All in all, our meal and experience was wonderful at Grass Fed and we both look forward to returning again for lunch or even brunch on the weekend. If you're in Chicago or happen to be in the Bucktown neighborhood, definitely consider Grass Fed as a place to check out. The menu may not be expansive but of what they do offer, they do very well and with confidence. That alone is better than having way too many dishes on a menu which come out mediocre at best.
I had a chance to interview the owner of Grass Fed, Scott Kay.
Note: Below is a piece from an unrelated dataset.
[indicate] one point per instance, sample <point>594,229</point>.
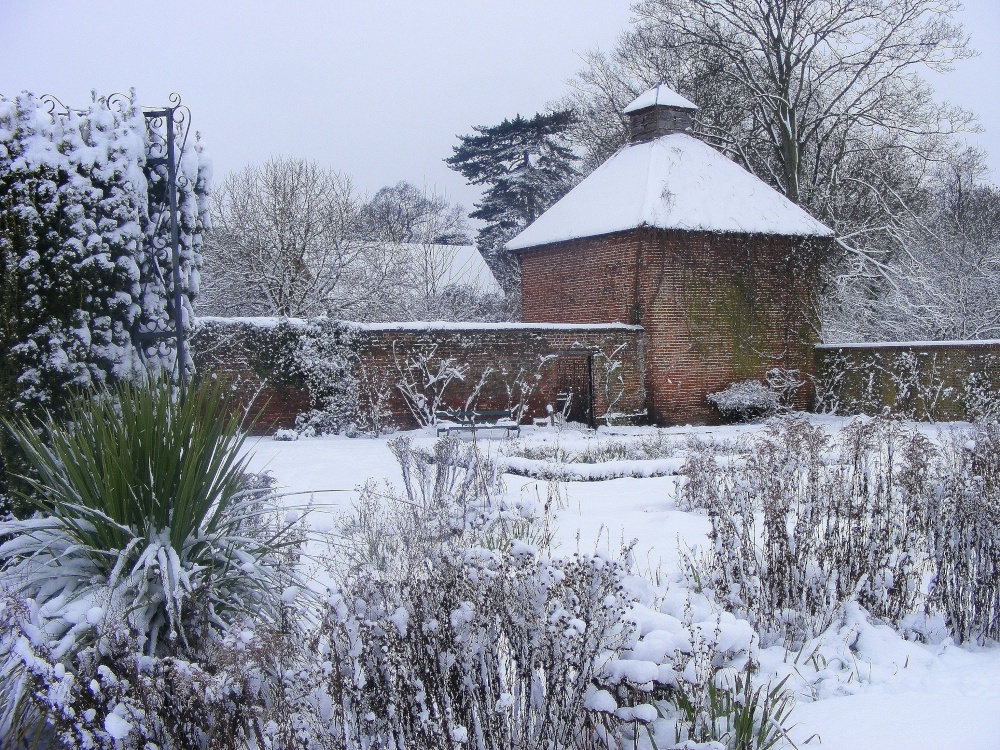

Here's some of the things we chatted about, which gave me much more appreciation towards the restaurant before we visited...
1. What inspired you to become a restaurant owner with the simple approach of this fixed price concept?
Having owned a restaurant in Los Angeles for a few years that is a relatively complex farm-to-table style restaurant, I really felt there was an opportunity to do something that would be simpler in its approach and create a unique, relaxed dining environment. I often feel overwhelmed, especially in large groups when attempting to order from large menus. There is often "plate envy" and the process I feel can often take away the natural element of a comfortable dining experience. Hence I wanted a concept that would allow people to dine in an affordable, relaxing and stress-free environment. For me, a simplicity in the menu reflects that.
2. What challenges and/or successes has the restaurant experienced with the straightforward and simple menu (single beef/poultry/seafood option with a handful of sides)?
What is true of restaurants in general is true for us: you can't please everyone! The true challenge is therefore managing expectations. You don't want a guest to come in and be surprised by the limited menu. Our staff does an amazing job to show that despite a simple menu, you can have a very enjoyable meal even if you have very specific tastes. For example, our sides and starters offer a large vegetarian option, and if ordered appropriately, you can enjoy a meal without even partaking in the fixed price options. I really think the Bucktown community has responded very well to our philosophy. We have a great contingent of regulars who frequent Grass Fed.
3. Seeing that lunch service was recently added, what are some other future plans for the restaurant, if any?
Lunch and brunch have been very successful, thus far. From here, we would like to continue to emphasize our offerings during the day. People relied on Caffe De Luca as a casual non-chain spot that they could eat and drink coffee at during the day. We want to continue that trend. We may contemplate adding a breakfast offering at some point in the future but are happy to continue updating our current offerings. As for our dinner program, we have a few tricks up our sleeves! We are testing a few different cuts of steak that we may offer as specials in the future and we are always looking for new fresh and exciting sides and starters to work into the rotation. We also love to make things in-house. We have been playing with our house-made beef jerky and our smoker is getting quite a bit of use for our beef bacon and even the house-smoked bourbon.